The first Model T built for sale was completed on September 27, 1908. Production began with a trickle—just 11 Model Ts were built in October. By December, production rose to 200 cars a month. Soon, every available inch of the plant was devoted to the enormously popular car. Engines and axles were assembled on the ground floor. The second floor housed light machining and sub-assembly.
By the end of 1909, a new plant in nearby Highland Park was ready, and automobile production was transferred from Piquette Avenue to Highland Park in January 1910.
In just five years, the building had served its purpose, launching several automotive legends: the Model N, the Model T, Henry Ford, and Ford Motor Company. Ford’s next revolution—a manufacturing revolution—would play out over the next few years at Highland Park as the company developed the automotive moving assembly line and the Five Dollar a Day.

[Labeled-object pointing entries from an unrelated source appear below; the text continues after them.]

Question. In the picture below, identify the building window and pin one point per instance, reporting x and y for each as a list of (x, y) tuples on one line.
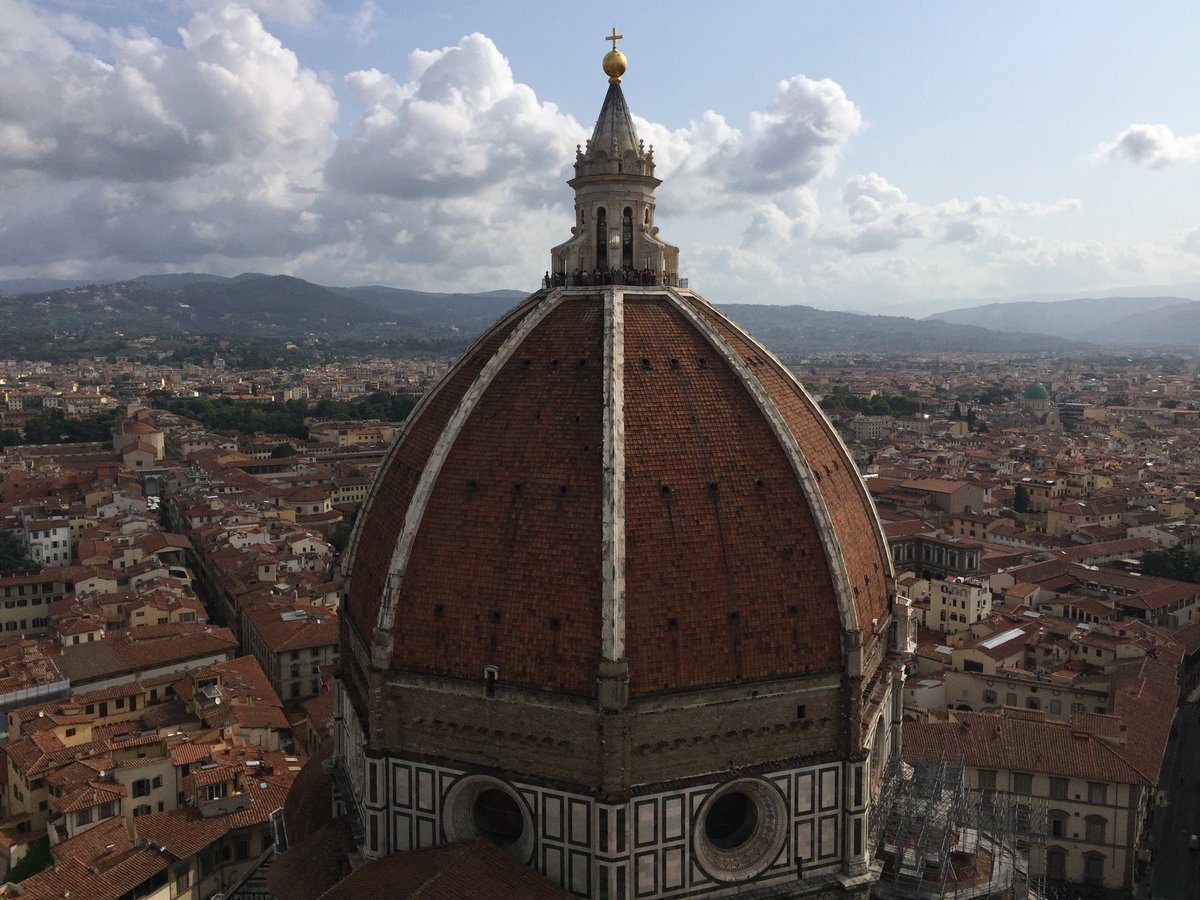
[(1056, 863), (1095, 828), (1057, 820)]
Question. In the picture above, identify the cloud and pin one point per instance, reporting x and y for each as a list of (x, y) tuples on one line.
[(877, 216), (460, 126), (797, 139), (293, 12), (150, 112), (1151, 145), (363, 23), (220, 150)]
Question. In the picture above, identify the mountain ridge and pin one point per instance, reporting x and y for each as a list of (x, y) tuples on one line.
[(283, 306)]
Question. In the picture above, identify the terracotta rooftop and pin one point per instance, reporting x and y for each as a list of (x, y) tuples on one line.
[(477, 870)]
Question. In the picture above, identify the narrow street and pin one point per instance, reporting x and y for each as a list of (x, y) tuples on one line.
[(1176, 874)]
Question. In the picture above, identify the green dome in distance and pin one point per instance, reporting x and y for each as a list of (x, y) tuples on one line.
[(1037, 391)]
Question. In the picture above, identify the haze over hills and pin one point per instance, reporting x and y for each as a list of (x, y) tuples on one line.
[(1109, 321), (286, 307)]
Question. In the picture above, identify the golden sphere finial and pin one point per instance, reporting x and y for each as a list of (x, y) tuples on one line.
[(615, 63)]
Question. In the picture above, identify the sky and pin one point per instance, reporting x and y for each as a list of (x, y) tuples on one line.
[(876, 157)]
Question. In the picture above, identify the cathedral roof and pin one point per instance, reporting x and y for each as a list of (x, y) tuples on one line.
[(617, 474), (615, 132)]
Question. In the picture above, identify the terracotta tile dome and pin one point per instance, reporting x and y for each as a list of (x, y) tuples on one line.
[(617, 474)]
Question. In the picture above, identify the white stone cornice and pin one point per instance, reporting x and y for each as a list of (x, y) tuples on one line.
[(424, 491), (787, 442), (613, 527)]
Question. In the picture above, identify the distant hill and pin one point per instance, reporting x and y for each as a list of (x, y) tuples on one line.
[(15, 287), (285, 307), (804, 330), (1111, 321)]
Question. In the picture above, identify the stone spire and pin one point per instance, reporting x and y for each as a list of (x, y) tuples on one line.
[(615, 196), (615, 131)]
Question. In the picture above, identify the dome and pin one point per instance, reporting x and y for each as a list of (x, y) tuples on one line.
[(617, 474), (618, 600), (1037, 391)]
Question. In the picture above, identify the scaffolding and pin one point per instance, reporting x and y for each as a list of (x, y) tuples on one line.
[(940, 840)]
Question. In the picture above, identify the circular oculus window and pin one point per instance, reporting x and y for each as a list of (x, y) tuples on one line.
[(739, 829), (483, 807)]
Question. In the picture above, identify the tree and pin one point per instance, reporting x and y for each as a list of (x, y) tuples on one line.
[(37, 857)]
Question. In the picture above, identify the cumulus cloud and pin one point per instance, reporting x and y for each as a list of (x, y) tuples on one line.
[(797, 139), (1151, 145), (462, 124), (289, 11), (153, 112), (363, 23), (219, 150), (875, 216)]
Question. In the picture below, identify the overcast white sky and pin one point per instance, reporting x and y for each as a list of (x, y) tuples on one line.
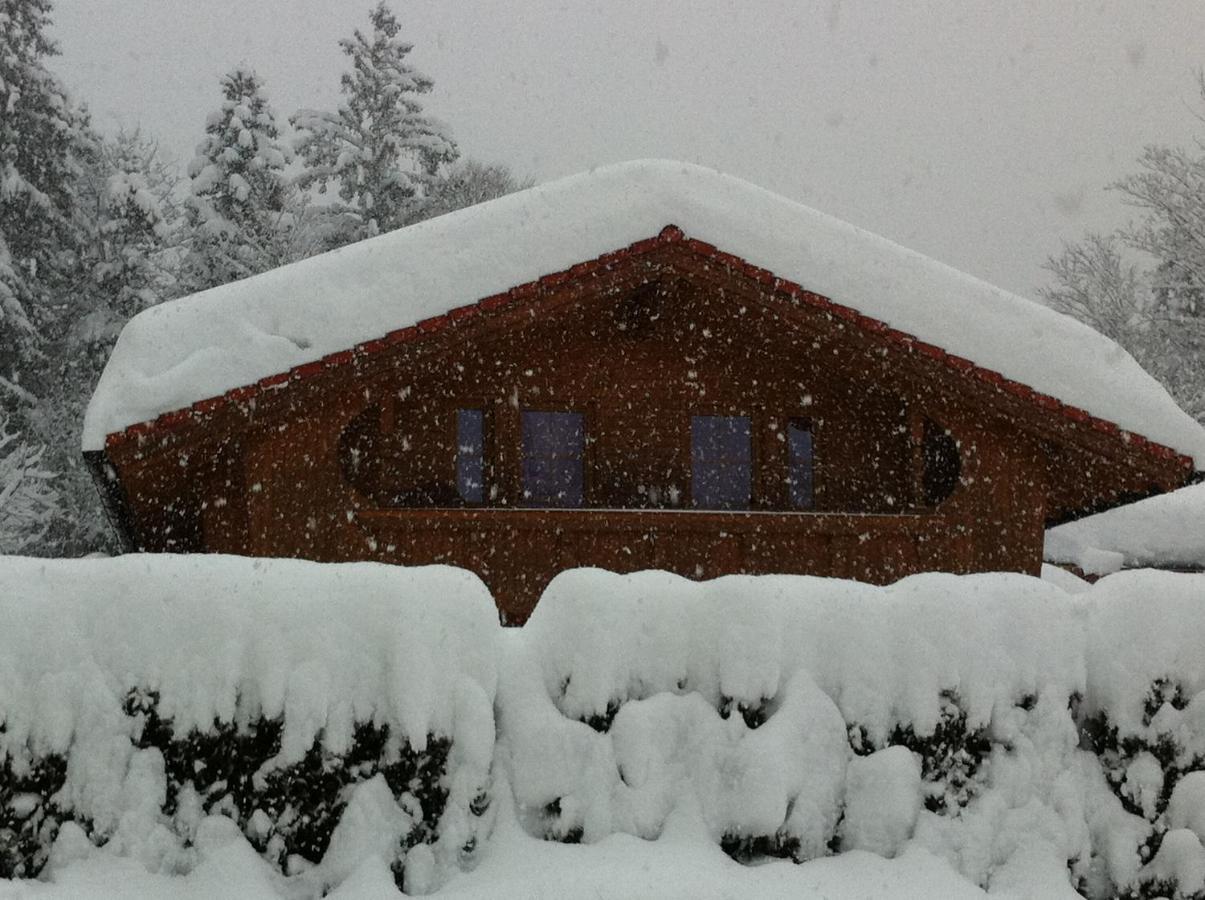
[(977, 131)]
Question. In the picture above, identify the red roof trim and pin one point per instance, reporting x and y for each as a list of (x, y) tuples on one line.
[(670, 234)]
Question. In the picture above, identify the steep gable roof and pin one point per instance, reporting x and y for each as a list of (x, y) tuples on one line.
[(184, 356)]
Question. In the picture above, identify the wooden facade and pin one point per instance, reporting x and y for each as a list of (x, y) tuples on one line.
[(917, 460)]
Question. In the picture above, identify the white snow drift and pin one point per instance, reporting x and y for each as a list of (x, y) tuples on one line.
[(639, 706)]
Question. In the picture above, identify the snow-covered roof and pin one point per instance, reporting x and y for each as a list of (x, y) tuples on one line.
[(1161, 531), (201, 346)]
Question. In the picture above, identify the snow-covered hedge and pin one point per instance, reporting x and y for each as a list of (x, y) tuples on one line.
[(156, 706), (329, 711)]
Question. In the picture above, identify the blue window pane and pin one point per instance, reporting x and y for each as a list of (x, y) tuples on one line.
[(470, 453), (800, 464), (552, 458), (721, 462)]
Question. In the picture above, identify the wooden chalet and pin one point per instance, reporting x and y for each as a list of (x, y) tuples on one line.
[(664, 404)]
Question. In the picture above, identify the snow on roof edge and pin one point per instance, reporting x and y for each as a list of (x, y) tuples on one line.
[(204, 345)]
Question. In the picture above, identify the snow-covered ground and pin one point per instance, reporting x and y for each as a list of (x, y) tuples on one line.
[(942, 736)]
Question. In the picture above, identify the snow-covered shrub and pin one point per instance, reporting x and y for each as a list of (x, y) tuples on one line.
[(289, 812), (628, 698), (143, 700), (951, 756), (1145, 721), (29, 815)]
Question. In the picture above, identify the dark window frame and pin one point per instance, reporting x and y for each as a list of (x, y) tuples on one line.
[(803, 423), (751, 460), (524, 500), (486, 446)]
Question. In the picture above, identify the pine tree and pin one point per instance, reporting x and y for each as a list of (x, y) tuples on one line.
[(131, 253), (41, 136), (28, 500), (380, 151), (242, 207)]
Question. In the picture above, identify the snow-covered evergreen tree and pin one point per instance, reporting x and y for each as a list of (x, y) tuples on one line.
[(131, 253), (28, 500), (468, 183), (41, 137), (1145, 284), (378, 150), (241, 206)]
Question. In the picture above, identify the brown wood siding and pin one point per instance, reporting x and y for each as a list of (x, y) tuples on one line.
[(360, 463)]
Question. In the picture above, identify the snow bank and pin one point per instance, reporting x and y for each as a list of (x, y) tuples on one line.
[(1161, 531), (160, 680), (201, 346)]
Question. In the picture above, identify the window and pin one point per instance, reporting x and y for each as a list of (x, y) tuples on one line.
[(941, 464), (721, 462), (470, 456), (800, 465), (552, 458)]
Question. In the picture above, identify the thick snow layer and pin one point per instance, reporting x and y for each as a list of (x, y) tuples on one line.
[(516, 866), (1165, 530), (227, 639), (201, 346), (647, 716)]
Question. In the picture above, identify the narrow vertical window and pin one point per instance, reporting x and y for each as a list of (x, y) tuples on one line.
[(721, 462), (800, 465), (470, 456), (552, 458)]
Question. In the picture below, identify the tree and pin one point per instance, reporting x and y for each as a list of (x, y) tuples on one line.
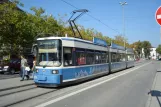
[(158, 50)]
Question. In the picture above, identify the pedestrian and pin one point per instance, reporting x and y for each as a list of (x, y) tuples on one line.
[(23, 66), (34, 65)]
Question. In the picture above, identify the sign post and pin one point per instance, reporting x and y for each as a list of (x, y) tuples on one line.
[(158, 15)]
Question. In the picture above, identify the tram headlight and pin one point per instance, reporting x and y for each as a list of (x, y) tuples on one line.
[(55, 72)]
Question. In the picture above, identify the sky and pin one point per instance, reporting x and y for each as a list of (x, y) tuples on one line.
[(140, 23)]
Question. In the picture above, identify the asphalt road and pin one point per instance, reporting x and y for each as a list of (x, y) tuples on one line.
[(7, 76), (130, 90)]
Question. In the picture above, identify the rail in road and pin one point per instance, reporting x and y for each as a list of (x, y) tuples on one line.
[(22, 96)]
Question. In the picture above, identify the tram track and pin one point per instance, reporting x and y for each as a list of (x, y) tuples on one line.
[(14, 98), (17, 90), (19, 95)]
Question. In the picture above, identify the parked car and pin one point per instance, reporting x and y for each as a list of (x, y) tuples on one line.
[(13, 65)]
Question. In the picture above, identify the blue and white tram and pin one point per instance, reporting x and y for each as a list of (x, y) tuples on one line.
[(117, 58), (62, 60), (130, 58)]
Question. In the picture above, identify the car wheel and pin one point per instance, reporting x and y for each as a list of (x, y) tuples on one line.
[(12, 71)]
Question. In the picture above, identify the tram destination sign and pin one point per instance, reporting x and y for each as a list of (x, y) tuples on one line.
[(99, 41)]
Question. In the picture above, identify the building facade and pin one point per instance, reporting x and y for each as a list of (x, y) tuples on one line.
[(153, 53)]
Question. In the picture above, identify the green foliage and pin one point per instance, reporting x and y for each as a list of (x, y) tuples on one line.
[(138, 46), (19, 29), (158, 50)]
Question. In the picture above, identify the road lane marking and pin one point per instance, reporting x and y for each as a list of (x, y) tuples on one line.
[(159, 16), (83, 89)]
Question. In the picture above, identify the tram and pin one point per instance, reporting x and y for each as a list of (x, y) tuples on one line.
[(64, 60)]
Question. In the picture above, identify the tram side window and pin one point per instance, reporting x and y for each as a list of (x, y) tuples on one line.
[(118, 57), (130, 57), (68, 57), (107, 57), (104, 55), (114, 57), (80, 57), (90, 57), (97, 58)]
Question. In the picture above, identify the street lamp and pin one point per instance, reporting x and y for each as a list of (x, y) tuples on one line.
[(123, 18)]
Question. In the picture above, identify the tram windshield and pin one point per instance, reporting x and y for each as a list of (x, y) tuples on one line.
[(49, 53)]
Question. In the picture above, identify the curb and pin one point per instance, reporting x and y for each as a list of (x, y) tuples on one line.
[(148, 103), (14, 87)]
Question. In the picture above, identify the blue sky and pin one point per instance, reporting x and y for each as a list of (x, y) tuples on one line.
[(140, 23)]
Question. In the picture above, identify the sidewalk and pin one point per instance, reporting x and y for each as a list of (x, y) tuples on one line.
[(154, 99), (11, 83)]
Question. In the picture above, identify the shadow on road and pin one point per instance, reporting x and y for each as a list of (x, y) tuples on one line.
[(156, 94)]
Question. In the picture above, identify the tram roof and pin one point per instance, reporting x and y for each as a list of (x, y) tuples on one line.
[(129, 49), (71, 39), (115, 46)]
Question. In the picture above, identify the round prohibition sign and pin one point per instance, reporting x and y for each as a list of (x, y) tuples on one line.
[(158, 15)]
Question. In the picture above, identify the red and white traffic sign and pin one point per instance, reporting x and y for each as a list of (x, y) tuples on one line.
[(158, 15)]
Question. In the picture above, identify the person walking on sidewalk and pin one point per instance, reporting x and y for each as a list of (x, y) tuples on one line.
[(23, 66), (34, 66)]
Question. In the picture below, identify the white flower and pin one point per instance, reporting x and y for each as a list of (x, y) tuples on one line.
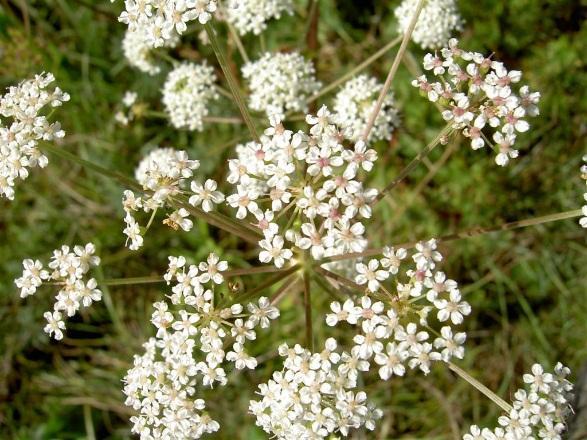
[(437, 21), (454, 308), (55, 325), (280, 82), (187, 93), (164, 21), (391, 360), (207, 195), (354, 104), (370, 274), (252, 15), (23, 107), (451, 345), (273, 250)]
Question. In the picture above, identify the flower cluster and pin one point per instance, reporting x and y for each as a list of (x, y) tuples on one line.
[(303, 188), (253, 15), (280, 82), (68, 268), (187, 93), (391, 320), (538, 411), (583, 220), (188, 352), (22, 106), (128, 101), (436, 23), (354, 105), (163, 174), (139, 52), (313, 397), (158, 22), (474, 92)]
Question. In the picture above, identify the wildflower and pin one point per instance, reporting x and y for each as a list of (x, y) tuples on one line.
[(354, 105), (164, 21), (312, 397), (164, 175), (187, 352), (22, 107), (253, 15), (474, 93), (206, 195), (583, 220), (539, 412), (138, 50), (311, 178), (280, 82), (436, 23), (187, 93), (68, 268)]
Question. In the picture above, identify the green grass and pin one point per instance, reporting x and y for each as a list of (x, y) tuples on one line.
[(527, 287)]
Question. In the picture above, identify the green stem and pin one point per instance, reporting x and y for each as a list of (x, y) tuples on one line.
[(393, 70), (308, 312), (132, 280), (356, 70), (469, 233), (236, 93), (482, 388), (414, 163), (221, 221)]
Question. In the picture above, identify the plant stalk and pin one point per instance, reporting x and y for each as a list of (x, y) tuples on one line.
[(393, 70), (232, 84)]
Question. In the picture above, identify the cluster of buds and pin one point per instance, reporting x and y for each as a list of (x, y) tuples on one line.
[(280, 83), (187, 93), (302, 190), (354, 105), (164, 175), (314, 395), (538, 411), (188, 352), (158, 22), (392, 319), (67, 270), (26, 126), (476, 92), (252, 16)]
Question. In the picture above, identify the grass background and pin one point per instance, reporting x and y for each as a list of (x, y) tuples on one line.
[(527, 287)]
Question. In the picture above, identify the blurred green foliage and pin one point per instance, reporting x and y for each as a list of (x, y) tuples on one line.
[(527, 287)]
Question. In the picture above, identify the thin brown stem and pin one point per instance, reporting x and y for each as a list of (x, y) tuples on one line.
[(469, 233), (356, 70), (479, 386), (308, 312), (232, 84), (393, 70), (414, 163)]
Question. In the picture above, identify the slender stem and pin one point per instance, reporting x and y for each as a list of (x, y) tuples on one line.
[(339, 278), (238, 42), (236, 93), (356, 70), (132, 281), (393, 70), (253, 271), (216, 219), (414, 163), (89, 424), (222, 120), (308, 312), (482, 388), (469, 233), (270, 282), (120, 178)]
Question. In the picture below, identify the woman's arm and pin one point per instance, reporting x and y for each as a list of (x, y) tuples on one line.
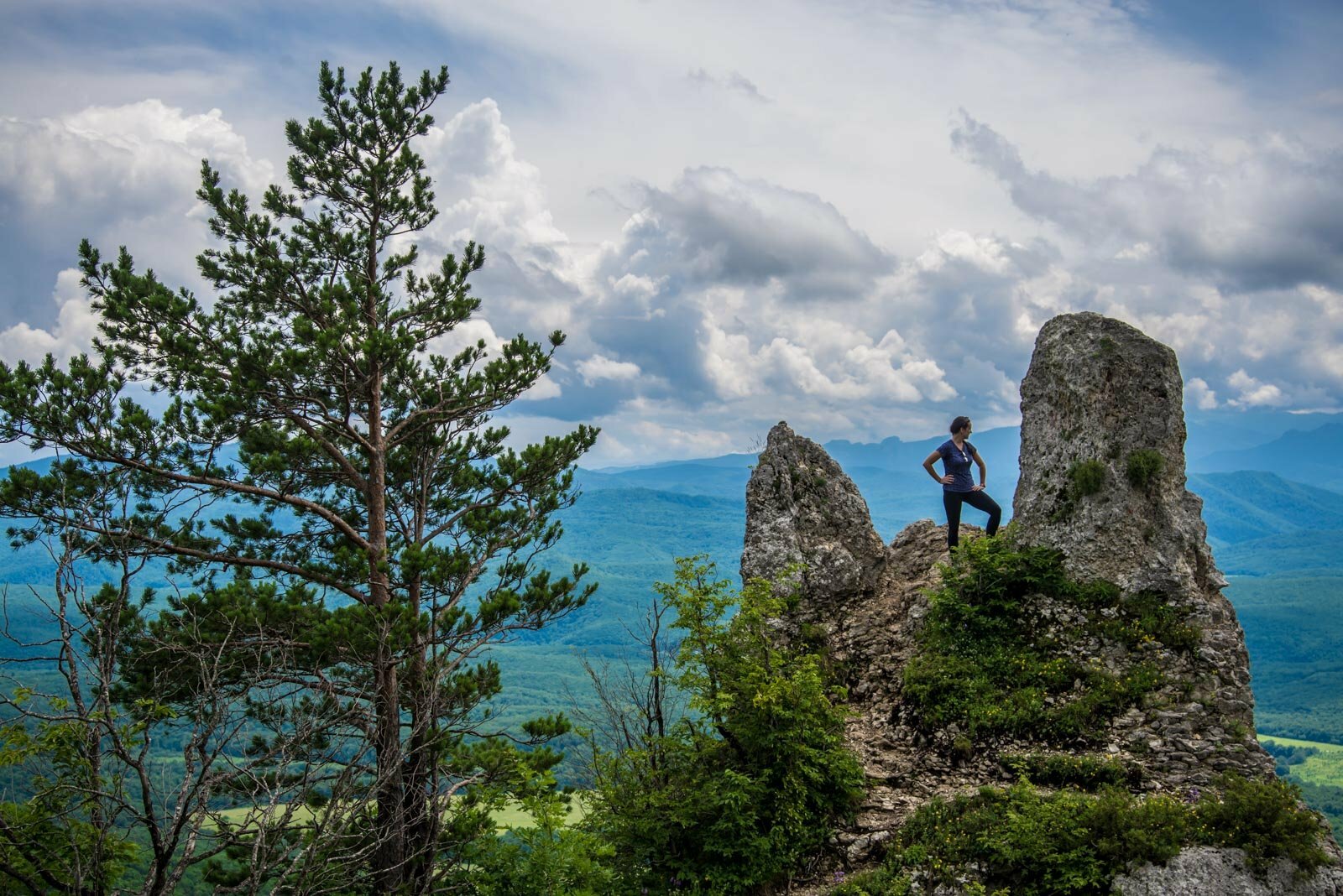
[(928, 461)]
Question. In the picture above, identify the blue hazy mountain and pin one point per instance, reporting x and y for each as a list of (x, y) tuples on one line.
[(1303, 455), (1276, 538)]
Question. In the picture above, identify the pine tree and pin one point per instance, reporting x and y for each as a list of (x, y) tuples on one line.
[(329, 486)]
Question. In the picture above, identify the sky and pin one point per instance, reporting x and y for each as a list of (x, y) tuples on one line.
[(844, 214)]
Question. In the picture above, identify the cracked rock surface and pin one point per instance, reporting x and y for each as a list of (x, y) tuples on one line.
[(1098, 393)]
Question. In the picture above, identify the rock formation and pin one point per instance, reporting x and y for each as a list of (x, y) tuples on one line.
[(1103, 482)]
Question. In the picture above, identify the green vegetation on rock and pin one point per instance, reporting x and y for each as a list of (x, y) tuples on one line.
[(1084, 477), (994, 664), (754, 779), (1033, 842), (1143, 467)]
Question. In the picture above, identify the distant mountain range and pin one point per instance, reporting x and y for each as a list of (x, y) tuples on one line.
[(1273, 524)]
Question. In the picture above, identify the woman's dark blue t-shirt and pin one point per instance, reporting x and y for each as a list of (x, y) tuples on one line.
[(957, 461)]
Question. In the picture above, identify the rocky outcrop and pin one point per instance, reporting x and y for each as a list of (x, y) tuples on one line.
[(1103, 482)]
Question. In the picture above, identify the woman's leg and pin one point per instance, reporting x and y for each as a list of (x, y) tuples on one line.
[(951, 501), (980, 501)]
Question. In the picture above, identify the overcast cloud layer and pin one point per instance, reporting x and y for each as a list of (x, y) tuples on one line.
[(846, 216)]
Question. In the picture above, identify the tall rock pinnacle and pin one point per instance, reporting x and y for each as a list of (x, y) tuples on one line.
[(1103, 459), (1103, 483)]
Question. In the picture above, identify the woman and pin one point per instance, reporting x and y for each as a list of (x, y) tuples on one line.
[(957, 484)]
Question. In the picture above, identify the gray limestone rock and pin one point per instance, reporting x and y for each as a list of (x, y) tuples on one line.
[(802, 508), (1208, 871), (1101, 394), (1098, 393)]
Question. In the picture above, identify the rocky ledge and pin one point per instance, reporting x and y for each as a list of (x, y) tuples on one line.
[(1103, 484)]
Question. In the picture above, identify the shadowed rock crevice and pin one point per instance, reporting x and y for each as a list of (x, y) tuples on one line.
[(1101, 483)]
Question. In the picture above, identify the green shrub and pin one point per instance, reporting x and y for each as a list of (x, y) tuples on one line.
[(1085, 477), (1037, 844), (754, 781), (986, 663), (1266, 820), (1071, 770), (1148, 617), (1145, 466)]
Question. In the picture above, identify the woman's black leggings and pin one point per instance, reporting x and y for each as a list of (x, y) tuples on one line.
[(980, 501)]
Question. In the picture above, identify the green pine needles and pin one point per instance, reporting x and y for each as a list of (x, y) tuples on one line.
[(348, 526), (754, 779)]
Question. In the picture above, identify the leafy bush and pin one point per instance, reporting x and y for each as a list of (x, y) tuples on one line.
[(1143, 467), (1071, 770), (1085, 477), (546, 856), (1148, 617), (754, 781), (1266, 820), (987, 664), (1037, 844)]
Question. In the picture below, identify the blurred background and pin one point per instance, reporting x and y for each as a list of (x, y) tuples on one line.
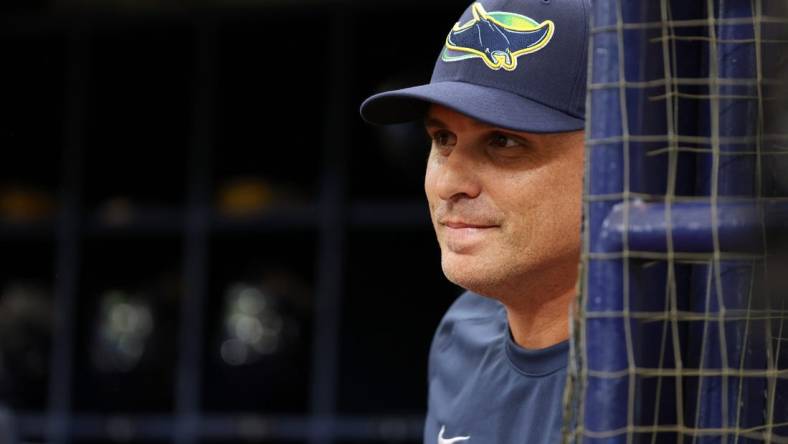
[(200, 240)]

The ramifications of the innovative Model T were truly revolutionary. Some were immediately apparent, such as the rush of America’s farmers and rural families to buy the efficient, rugged, low-priced auto. Other effects—good and bad—took years to develop, such as changes in the landscape to accommodate legions of cars, higher wages for manufacturing jobs, auto-related pollution, and a culture of easy mobility.
These are five of many features and innovations that helped make the Model T a legendary automobile.
Flywheel magneto—look Ma, no batteries!
Many early cars, including Ford’s Model N, used batteries to supply electricity to ignite the gasoline; however, batteries eventually run down. Some cars used magnetos to generate electricity. Mounted under the hood, they were driven off the engine’s crankshaft. The Model T’s magneto takes advantage of the fact that an engine’s flywheel is always turning when the engine is running. Magnets on the flywheel rotate past wire coils mounted on the rear of the engine, generating electric current in the coils. So Model T owners didn’t have to fuss with batteries and always had power to start their cars!
Planetary transmission—easy to drive
By 1908, most cars had sliding gear transmissions, in which a lever moved spinning gears from one position to another. They were rugged and efficient, but shifting them smoothly was tricky. Ford chose to use an older style planetary transmission that was less suited to large, heavy cars but worked well in the lightweight Model T. The planetary was easy to operate, especially for people who had never driven a car before. Those people were his target market!
Flexible chassis—bends but doesn’t break
Most American roads were just dirt paths in 1908, full of ruts and bumps. Most carmakers dealt with this problem by making their cars big, rigid, and heavy; but Henry Ford made his Model T small, flexible, and light. The front and rear axles pivoted freely, and even the frame was flexible. Like a willow tree bending in the wind, the Model T twisted with ruts and bumps but did not break.
One-piece engine block with removable cylinder head—less expensive to make, easier to maintain
The Model N engine was typical of the period: three separate castings—a crankcase and two cylinder castings—bolted together. The Model T cylinders and crankcase were cast as one piece. This was lighter, required less assembly, and was easier to manufacture. In 1908, the Model T was the only American car made this way. Its removable head was easy to manufacture and made maintenance easier.
Lightweight—better performance, lower price
The Model T’s light weight gave better performance, better fuel economy, and used less material, making the car cheaper. How could it be lighter but still perform well? Many parts were made of vanadium steel, which was stronger than carbon steel, meaning they could also be smaller and lighter. In addition, the one-piece engine block was lighter than the Model N’s three-piece block, and the T used only one spring on each axle, while most others had two or more.